I make no apology for featuring the enterprising market gardeners Lucy and Jonathan Bowden on this page once again. Theirs is a good luck story that has come about through their hard work and enthusiasm. It supplies evidence, too, of Eynsham’s amazing community spirit which has triumphed once again.

When I wrote about the Bowdens in January 2010, I had met them at their market stall on a winter’s day when the temperature was well below freezing. They were both wrapped in fluffy hats and scarves as they served customers with vegetables they had harvested from the frozen ground the day before. Their hands were blue with cold, but their smiles were radiant. Their endurance through that period won them admiration from us all and that has not diminished. It’s thanks to the community that Lucy and Jonathan are now proud owners of their own little shop — The Market Garden — opposite the site of their original stall in Mill Street. As at the stall, many items they sell have been harvested from their three-acre market garden in nearby Long Hanborough. They also sell local cream, eggs and honey, and home-made cakes and biscuits baked by members of Eynsham’s Community Market. They both admit it is a dream come true.

Jonathan explained that it all began when premises occupied by a bookie closed down.

“Every Saturday we would look over at this vacant shop, which was becoming more and more grotty and unloved by the day. As it stood in the centre of the village, opposite the Emporium and next to the Post Office it was a prime location.

“At first we just made little comments to each other, saying it would be nice if we took it over, but of course that was just a dream at first, though we did enquire about the cost of rent and its availability. Finally, after much deliberation, we made an offer to the agent. This was accepted initially, then we were gazumped. Our offer had been topped by a company running fast food outlets.
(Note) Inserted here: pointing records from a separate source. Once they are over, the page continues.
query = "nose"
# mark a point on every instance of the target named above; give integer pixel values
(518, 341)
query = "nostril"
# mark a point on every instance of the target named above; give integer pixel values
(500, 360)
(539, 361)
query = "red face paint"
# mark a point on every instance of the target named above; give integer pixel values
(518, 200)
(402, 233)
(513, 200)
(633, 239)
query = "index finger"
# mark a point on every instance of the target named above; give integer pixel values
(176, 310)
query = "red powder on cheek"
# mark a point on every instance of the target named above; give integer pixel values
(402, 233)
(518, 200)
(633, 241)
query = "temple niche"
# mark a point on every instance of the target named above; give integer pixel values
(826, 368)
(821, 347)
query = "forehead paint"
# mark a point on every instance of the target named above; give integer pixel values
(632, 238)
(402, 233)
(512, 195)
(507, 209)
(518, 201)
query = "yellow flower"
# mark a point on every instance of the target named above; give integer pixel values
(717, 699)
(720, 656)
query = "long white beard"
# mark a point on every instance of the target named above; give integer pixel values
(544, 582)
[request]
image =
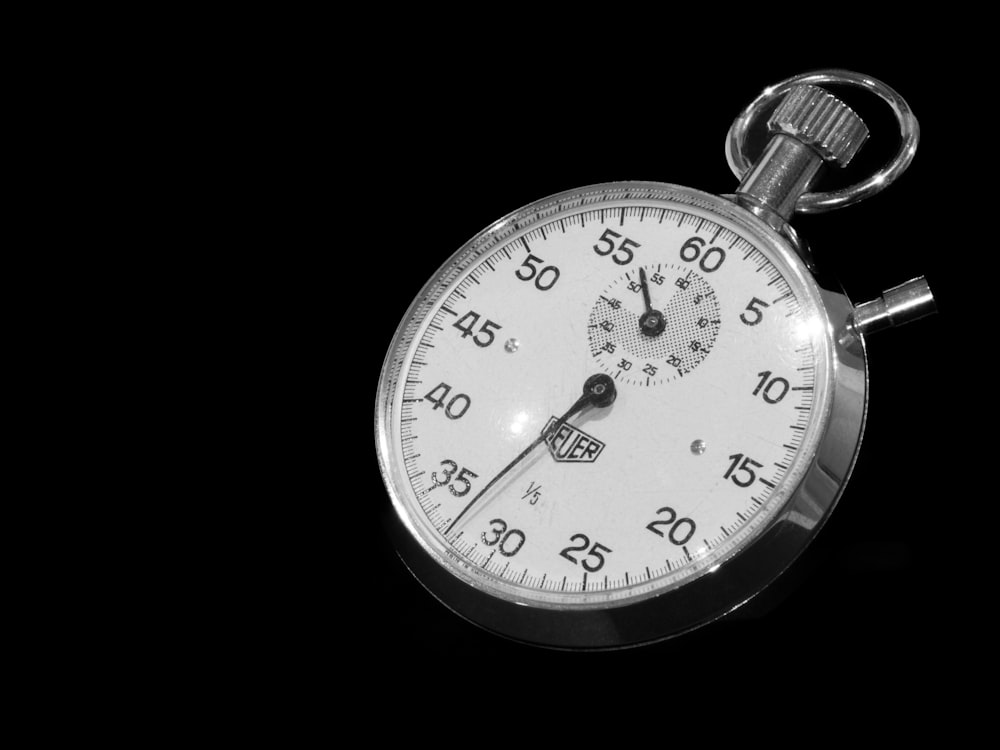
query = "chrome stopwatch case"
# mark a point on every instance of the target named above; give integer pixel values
(621, 411)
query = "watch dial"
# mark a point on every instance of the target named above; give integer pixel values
(713, 343)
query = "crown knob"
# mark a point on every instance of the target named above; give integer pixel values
(821, 121)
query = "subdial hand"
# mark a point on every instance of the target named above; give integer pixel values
(598, 390)
(651, 322)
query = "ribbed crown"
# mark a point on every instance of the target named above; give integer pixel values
(820, 120)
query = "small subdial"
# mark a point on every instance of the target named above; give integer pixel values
(654, 324)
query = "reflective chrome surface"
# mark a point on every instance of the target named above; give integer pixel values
(821, 202)
(720, 589)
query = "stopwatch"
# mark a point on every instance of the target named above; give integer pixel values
(620, 412)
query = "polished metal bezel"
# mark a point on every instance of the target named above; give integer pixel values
(708, 596)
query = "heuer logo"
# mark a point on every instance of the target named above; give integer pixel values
(568, 443)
“From the word go people began grumbling — no one seemed to want a kebab house in what is mainly a residential area. Eynsham already has several fast food outlets. Then there was the problem of the cooking smells, the noise of extractor fans and late-night customers.”

This was when people-power kicked in.

“We put a petition on our stall and collected 100 signatures of protest within a few hours and members of the community began sending round-robin emails. I have never experienced the power of a community acting in unison like this before. It was simply amazing. There were only three or four days for this protest to work, but during that time, hundreds and hundreds of emails were winging their way round the village. People were offering financial help, too, enabling us to top up our offer just slightly. It was overwhelming. Suddenly the shop was ours!”

Transforming scruffy premises into an attractive fruit and vegetable outlet was hard work, but with help from the community and Lucy and Jonathan have done it.

The couple knew that competing with supermarket prices was one of their main problems. They were aware that prospective customers might assume that as the shop was privately run and attractive, prices might be high. Actually, they are not. In most cases produce costs far less than in supermarkets, thanks in part to the fact that they grow their own and are not having to share the profit with a middle man.

Mixed salad leaves are their best-seller as they are sold by the gram, enabling customers to help themselves to the exact amount they need. As the leaves are not packed in gas-filled bags, or commercially washed, they are equivalent to leaves we would all like to grow in our gardens.

None of their vegetables is washed; customers buy them just as they are, dug straight from the ground. Seasonal vegetables that they are not yet growing themselves at the moment, such as asparagus, are acquired from nearby market gardeners.

Fresh cream comes from the Upper Norton Jersey Cream Company at Church Hanborough, which they collect every morning as they drive from their Hanborough home to Eynsham. The home-made cakes and biscuits are freshly baked, and cooked to order when required.

Keeping their three-acre plot flourishing and also running a shop is not easy. It calls for early mornings, back-breaking work and a lot of midnight oil — but they are coping and splendidly.

The Market Garden is closed on Monday. It opens at 9.15am most mornings and at 8.30am on Saturdays, with 6pm closing on Thursdays and Fridays.